PingAccess

Minimizing the PingAccess cookie size

Reduce the size of the PingAccess cookie if its size causes problems in your environment.

About this task

The options presented here each reduce the PingAccess cookie size. Because the reduction amount depends on your environment, it can’t be precisely quantified.

Steps

  • When configuring the web session, select the Cache User Attributes check box. This option caches user information for use in policy decisions instead of including it in the cookie. For more information, see Creating web sessions and Editing and deleting web sessions.

  • When configuring the site, clear the Send Token check box. This minimizes the amount of information forwarded to the site itself.
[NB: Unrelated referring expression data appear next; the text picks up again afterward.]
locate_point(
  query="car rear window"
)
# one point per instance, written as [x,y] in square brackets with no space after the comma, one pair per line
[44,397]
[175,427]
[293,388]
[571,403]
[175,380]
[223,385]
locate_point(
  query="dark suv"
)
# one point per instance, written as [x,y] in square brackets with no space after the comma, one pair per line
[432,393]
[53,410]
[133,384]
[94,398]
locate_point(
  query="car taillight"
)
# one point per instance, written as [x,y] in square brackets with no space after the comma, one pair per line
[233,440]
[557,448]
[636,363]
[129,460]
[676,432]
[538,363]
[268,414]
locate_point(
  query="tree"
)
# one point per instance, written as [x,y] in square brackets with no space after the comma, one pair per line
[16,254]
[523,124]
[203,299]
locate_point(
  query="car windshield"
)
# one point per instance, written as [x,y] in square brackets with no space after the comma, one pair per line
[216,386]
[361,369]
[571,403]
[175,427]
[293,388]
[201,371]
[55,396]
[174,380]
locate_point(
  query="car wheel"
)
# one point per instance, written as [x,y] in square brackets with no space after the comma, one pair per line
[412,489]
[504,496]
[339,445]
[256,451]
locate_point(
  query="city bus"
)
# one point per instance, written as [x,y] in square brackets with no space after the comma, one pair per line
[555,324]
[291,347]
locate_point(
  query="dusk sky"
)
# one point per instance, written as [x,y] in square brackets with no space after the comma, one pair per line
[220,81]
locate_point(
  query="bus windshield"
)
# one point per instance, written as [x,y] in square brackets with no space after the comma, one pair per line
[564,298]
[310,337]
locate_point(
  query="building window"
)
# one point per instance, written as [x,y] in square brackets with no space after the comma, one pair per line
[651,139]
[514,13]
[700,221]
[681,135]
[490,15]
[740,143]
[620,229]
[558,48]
For more information, see Adding sites, Editing sites, and Site field descriptions.

  • When Configuring admin UI SSO authentication, clear the Include id_token_hint in SLO check box.

    If your token provider requires the id_token_hint parameter to complete single logout (SLO), explore the other options to reduce cookie size instead.

  • When Configuring OpenID Connect token providers, clear the Track token_id check box.

    If you want to use the id_token attribute in an identity mapping or rule, explore the other options to reduce cookie size instead.

  • When Configuring web session management settings, select the simplest algorithms: ECDSA using P-256 Curve for the Signing Algorithm and AES 128 with CBC and HMAC SHA 256 for the Encryption Algorithm.

    This option isn’t as impactful as the other options and might not be possible depending on your environment’s security needs.